Avinash Lakshman, a co-author of Amazon's Dynamo, and Prashant Malik developed Cassandra at Facebook in 2007–2008 to power the inbox search feature.[5][6] Facebook needed a database that could handle massive scale across multiple data centers with high write throughput and no single point of failure. The database was named after Cassandra, the mythological Trojan prophetess whose prophecies were never believed, reflecting the challenges of consistency in distributed systems.[7]

Open source development

Facebook released Cassandra as open-source software on Google Code in July 2008.[8] In March 2009, it became an Apache Incubator project,[9] and on February 17, 2010, it graduated to a top-level Apache project.[10]

Architecture

Distributed design

Cassandra uses a peer-to-peer distributed system where all nodes are identical, eliminating single points of failure.
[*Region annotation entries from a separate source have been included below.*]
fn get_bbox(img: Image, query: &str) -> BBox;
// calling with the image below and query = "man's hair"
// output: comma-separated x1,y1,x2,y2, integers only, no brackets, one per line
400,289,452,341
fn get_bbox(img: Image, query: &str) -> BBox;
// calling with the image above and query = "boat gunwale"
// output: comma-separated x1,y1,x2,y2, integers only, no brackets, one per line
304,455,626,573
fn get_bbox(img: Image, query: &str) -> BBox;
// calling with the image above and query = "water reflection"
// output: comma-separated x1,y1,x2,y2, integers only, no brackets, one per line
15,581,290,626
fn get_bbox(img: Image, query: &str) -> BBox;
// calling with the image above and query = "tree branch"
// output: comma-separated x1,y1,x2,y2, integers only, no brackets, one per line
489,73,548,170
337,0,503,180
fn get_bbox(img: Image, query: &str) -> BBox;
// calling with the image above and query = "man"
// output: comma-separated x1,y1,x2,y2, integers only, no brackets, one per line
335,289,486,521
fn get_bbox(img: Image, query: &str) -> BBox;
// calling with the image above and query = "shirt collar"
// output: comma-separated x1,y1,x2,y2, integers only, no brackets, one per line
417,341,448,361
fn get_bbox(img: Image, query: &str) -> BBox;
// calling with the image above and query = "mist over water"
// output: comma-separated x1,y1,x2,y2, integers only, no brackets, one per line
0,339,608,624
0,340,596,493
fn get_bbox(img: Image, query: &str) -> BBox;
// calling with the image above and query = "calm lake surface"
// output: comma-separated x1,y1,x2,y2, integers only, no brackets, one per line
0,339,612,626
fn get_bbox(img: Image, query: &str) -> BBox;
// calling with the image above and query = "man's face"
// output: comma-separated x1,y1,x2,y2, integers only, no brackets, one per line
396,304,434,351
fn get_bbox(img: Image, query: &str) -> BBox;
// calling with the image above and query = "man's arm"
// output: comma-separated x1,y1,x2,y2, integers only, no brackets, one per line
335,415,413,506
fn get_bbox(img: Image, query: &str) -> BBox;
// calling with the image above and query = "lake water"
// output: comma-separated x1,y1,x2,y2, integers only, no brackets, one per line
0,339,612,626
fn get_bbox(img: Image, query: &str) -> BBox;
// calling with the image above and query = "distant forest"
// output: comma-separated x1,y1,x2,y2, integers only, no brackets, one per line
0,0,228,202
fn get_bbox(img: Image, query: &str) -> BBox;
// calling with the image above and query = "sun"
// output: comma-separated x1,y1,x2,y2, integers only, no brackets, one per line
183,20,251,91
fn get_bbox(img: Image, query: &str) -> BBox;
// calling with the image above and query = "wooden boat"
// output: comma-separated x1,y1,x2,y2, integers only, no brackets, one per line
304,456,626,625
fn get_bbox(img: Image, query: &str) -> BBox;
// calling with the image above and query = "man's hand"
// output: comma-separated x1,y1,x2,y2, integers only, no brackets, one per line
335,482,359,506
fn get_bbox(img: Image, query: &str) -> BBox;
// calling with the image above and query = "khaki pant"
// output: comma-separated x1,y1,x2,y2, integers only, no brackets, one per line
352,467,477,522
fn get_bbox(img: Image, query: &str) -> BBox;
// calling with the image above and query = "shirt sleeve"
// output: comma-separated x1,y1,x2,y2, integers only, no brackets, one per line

Key architectural features include:

  • Masterless replication: Every node can accept read and write requests, regardless of where data resides
  • Linear scalability: Performance increases proportionally with added nodes[11]
  • Configurable replication: Data automatically replicates across multiple nodes for fault tolerance
  • Multi-datacenter support: Built-in support for clusters spanning multiple data centers[12]

Performance benchmarks have shown that Cassandra 4.0 achieved up to 33% better throughput compared to version 3.11, with significantly improved latencies.[13]

Consistency model

Cassandra offers tunable consistency, allowing developers to choose consistency levels per operation:[14][15]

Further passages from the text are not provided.